Readers want to be informed, inspired and engaged. Visual storytelling is a powerful way to connect deeper with online audiences, across devices.

Visual storytelling can help make the complex easier to understand, and deliver more impact as a result.

See how Euromoney breaks down the data in Game Changer, not Game Over, or how the Telegraph provides deeper geographical and statistical context as the reader scrolls in Fleeing Syria.

Equally, by delivering a more compelling narrative you can drive your audience to take actions, whether simply being more inclined to share a story with their own network, or perhaps donating or adding their name to a cause.

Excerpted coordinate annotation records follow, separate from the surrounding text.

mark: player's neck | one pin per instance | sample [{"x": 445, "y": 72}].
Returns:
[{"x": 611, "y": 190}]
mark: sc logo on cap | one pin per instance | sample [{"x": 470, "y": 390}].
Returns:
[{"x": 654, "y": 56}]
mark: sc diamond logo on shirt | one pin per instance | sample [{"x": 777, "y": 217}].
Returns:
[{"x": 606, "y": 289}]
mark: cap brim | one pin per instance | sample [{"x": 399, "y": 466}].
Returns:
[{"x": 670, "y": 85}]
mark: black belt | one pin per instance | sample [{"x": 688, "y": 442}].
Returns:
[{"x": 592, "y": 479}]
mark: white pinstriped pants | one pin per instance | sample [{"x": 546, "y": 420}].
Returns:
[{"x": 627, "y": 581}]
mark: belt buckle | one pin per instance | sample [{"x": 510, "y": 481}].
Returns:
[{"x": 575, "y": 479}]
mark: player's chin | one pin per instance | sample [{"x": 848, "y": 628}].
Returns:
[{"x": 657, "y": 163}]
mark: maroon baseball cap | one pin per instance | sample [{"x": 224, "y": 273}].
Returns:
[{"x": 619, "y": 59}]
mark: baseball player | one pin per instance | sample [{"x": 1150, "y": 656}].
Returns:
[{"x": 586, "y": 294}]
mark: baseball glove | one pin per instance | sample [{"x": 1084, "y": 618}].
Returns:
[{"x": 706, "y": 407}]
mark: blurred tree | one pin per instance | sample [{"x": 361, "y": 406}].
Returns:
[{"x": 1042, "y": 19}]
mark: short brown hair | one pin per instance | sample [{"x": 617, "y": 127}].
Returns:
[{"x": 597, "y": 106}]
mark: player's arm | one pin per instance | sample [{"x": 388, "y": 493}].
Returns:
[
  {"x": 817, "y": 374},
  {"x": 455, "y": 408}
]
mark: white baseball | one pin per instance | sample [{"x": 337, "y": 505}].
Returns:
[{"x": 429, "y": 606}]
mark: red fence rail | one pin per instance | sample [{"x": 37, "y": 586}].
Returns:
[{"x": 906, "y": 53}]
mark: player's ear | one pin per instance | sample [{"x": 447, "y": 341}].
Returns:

The combination of rich visuals and great writing can also often help to bring to life the emotion and atmosphere of a story in a way a standalone medium never could.

Read more on how the British Red Cross uses Shorthand to share powerful narratives on often complicated matters.

And readers are engaging. The average time spent on a Shorthand story in 2016 was 18 minutes, and more than half the traffic to Shorthand stories comes from mobile devices – proving that even on smaller screens there is an appetite, and attention span for more visual, engaging storytelling.

Don’t ask too much of your readers. They like to scroll, but limit extra clicks and exploration. Give them a narrative, and a simple journey.

One of the speakers during the event was Giles Wilson, creative director at Harpoon Productions, and former editor of the BBC News Magazine.

He shared his "autocrat's rules for the web" when delivering visual storytelling, and stressed how these readers want control and a clear journey through the narrative.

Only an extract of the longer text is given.